The letter from the attorney general’s office alleged that the open meetings law might have been violated when the panel heard oral presentations from three respondents and scored them outside of public view, due to the fact that the scoring meeting was unannounced and the public didn’t have enough time to watch or comment on the process. The law was potentially violated a second time when the panel debated written recommendations through email and voted through DocuSign, again outside of the view of the public, according to the attorney general’s office.
The losing contractors, one group featuring Metro Services Group and The Lemoine Co. and another made up of Woodward Design + Build, also allege that the selection process showed bias through panelist Hilary Landry’s familial connections to the selected bidder, according to NOLA.com. The bias complaint claims Landry voted inconsistently with her fellow panelists to steer the award toward the Broadmoor-affiliated group.
The project includes renovations of the Morial Convention Center, laying the foundation for more buildings, and constructing a hotel with a physical connection to the convention center, according to the convention center’s website. The contract is one of the largest for a public body in the history of New Orleans, NOLA.com reported, and is a part of an even larger $1.5 billion project meant for the convention center and the surrounding area.
Louisiana’s open meetings law states any meeting by any public body within the state of Louisiana must be made public with an applicable public comment period. Additionally, all votes must be made viva voce, or orally, rather than written. Votes must also be put in meeting minutes or another official procedure, then made available as a public document.
Michael Sherman, land consultant for the group of Metro Services Group and The Lemoine Co., which did not receive the bid, was incensed in a letter read to the panel in July, NOLA.com reported.

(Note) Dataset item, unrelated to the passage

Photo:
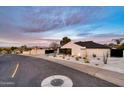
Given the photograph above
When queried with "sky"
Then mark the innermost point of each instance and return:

“What has transpired during the procurement is the most unconscionable and flagrant violation of the open meetings law I have ever seen,” he said.
At the meeting on Thursday of the board responsible for the convention center, the contracting consortiums involved either decried the process or expressed their faith that the selection was solid during the public comment phase. The board’s legal counsel, David Phelps, said that his firm had investigated and found no indication of bias and that the panel had complied with all relevant laws.
However, Phelps recommended that the management group either have the selection panel meet again in an open meeting or vote to start the process over with a new panel. Some members expressed interest in sending the selection process to the state.
The management group voted 7-4 to send the selection panel back to deliberate on the decision again in a public meeting as soon as possible and hopes to have a recommendation before its meeting later this month.